Target, still reeling from a massive credit card breach that impacted millions of customers, said it would launch chip-enabled smart card technology to help reduce payment fraud and prompt a broader adoption of the technology across the industry.
Target CFO John Mulligan, in testimony before Congress, said the company had a plan to roll out support for the technology but now would accelerate the process, with equipment supporting smart cards by 2015. The technology, branded REDcards, will be launched as part of a $100 million project to get it supported in all of its nearly 1,800 stores, Mulligan said.
"Updating payment card technology and strengthening protections for American consumers is a shared responsibility and requires a collective and coordinated response. On behalf of Target, I am committing that we will be an active part of that solution," Mulligan said in his testimony to senators Tuesday.
Chip and pin credit card technology, designed to reduce the threat of credit and debit card fraud, has been rolled out in Europe and Canada, but security experts say credit card makers, banks and retailers have been slow to adopt smart card technology in the U.S. Solution providers say banks don’t want to incur the expenses involved in reissuing the expensive cards and retailers, in some cases, would have to rip and replace point-of-sale systems at tens of thousands of endpoints. The latest string of high-profile data breaches may fuel adoption of security technologies as merchants race to protect their reputation, solution providers told CRN.
"Customers don't budget for software; they don't necessarily care about the software, they care about the business problem and the issue behind the business problem they are trying to solve," said Alex Moss, managing partner at Chicago-based security consultancy Conventus. "For POS devices, no one wants to be in the news. They want know how much money they’re going to need to spend to stay out of the news and protect their reputation and, in turn, that means protecting their data and their customers’ information."
Target in 2012 became a founding member of the EMV Migration Forum at the Smart Card Alliance, which advocates for the adoption and use of smart card technology. Executives from the Payment Card Industry Security Standards Council Monday testified before separate congressional committees about the industry’s antifraud efforts, including smart card technology.
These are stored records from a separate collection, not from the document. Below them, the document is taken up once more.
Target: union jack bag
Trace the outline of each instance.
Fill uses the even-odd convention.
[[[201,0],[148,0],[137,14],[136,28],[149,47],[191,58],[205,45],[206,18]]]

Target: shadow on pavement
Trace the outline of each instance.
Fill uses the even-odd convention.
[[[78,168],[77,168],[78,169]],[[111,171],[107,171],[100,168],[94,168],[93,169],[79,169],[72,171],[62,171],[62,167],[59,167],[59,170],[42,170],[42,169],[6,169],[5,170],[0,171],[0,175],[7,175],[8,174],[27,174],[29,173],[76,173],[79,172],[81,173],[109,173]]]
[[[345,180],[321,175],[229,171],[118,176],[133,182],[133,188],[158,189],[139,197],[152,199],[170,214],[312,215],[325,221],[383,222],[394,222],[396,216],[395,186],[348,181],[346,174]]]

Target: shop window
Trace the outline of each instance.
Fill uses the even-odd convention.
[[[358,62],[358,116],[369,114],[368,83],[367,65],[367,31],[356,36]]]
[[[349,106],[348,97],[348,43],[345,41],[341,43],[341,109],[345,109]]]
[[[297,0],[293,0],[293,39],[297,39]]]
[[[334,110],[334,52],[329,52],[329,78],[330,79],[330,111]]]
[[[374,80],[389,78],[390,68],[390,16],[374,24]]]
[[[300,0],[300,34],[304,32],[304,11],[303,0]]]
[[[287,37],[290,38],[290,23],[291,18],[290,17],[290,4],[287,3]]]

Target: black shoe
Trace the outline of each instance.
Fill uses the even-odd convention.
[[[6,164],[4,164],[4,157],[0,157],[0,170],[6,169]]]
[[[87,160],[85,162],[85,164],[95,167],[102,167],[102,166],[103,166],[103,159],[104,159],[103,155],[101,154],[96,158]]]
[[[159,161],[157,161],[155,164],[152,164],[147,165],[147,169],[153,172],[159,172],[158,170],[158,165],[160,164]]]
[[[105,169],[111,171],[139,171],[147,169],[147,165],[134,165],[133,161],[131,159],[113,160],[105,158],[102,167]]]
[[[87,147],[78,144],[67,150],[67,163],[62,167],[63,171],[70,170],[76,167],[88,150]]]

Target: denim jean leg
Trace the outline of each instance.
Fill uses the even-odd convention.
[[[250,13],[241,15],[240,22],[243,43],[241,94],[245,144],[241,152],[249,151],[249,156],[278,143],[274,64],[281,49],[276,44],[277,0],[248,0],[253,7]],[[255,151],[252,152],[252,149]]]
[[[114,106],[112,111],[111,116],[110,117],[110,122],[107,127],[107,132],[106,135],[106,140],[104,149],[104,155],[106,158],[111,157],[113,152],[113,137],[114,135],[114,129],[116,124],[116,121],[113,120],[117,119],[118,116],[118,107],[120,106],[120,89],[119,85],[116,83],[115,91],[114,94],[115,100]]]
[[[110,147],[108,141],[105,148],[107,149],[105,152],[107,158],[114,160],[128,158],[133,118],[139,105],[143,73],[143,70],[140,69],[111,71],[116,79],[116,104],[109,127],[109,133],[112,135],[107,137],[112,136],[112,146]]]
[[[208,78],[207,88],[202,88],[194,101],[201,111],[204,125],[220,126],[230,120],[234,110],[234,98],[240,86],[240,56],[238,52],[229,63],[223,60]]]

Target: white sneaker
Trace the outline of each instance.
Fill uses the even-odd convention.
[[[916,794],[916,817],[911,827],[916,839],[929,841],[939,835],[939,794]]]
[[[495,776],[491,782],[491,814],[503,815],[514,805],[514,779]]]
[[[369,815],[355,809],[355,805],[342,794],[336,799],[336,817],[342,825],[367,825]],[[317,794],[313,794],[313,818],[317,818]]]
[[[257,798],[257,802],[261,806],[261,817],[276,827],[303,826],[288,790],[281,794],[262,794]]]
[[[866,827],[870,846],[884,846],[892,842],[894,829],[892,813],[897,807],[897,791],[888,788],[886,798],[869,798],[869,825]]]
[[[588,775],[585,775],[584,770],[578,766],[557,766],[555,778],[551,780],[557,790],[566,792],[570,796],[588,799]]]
The council, which oversees the Payment Card Industry Data Security Standards, opposes federal legislation to require its adoption, instead calling on the private sector to promote a broader rollout.
Chip-enabled smart cards contain a tiny processor that encrypts the transaction data shared with sales terminals used by merchants. As a result, even if the card number is stolen in a data breach, the thieves cannot counterfeit the card. Some experts, however, say the technology has its limitations. For example, it is only effective at brick-and-mortar stores, not e-commerce websites where cybercriminal threats are greater for consumers.
Troy Leach, the council’s CTO, said moving toward smart card technology is important but it is not a complete solution. Merchants must meet all the security guidelines established in the PCI DSS, he told legislators on the U.S. Senate Subcommittee on National Security and International Trade and Finance Monday.
"High-profile events such as the recent breaches are a legitimate area of inquiry for the Congress, but should not serve as a justification to impose new government regulations, "Leach said in his testimony." Any government standard in this area would likely be significantly less effective in addressing current threats, and less nimble in protecting consumers from future threats, than the constantly evolving PCI standards."
Attackers struck at Target during the holiday shopping season, infiltrating the retailer’s point-of-sale systems with malware called BlackPOS, designed to function in the memory of card readers to steal data. The attackers also used stolen account credentials from a vendor to gain access to the underlying infrastructure to encrypt and upload the data to a remote server. A total of 70 million credit and debit cards were stolen in the attack, and a database containing account information on 40 million customers was exposed in the breach. Other retailers, including Neiman Marcus and Michaels Stores, are investigating similar incidents.
"At Target, we take our responsibilities to our guests very seriously, and this attack has only strengthened our resolve, "Mulligan said in his testimony." We will learn from this incident and, as a result, we hope to make Target and our industry more secure for consumers in the future."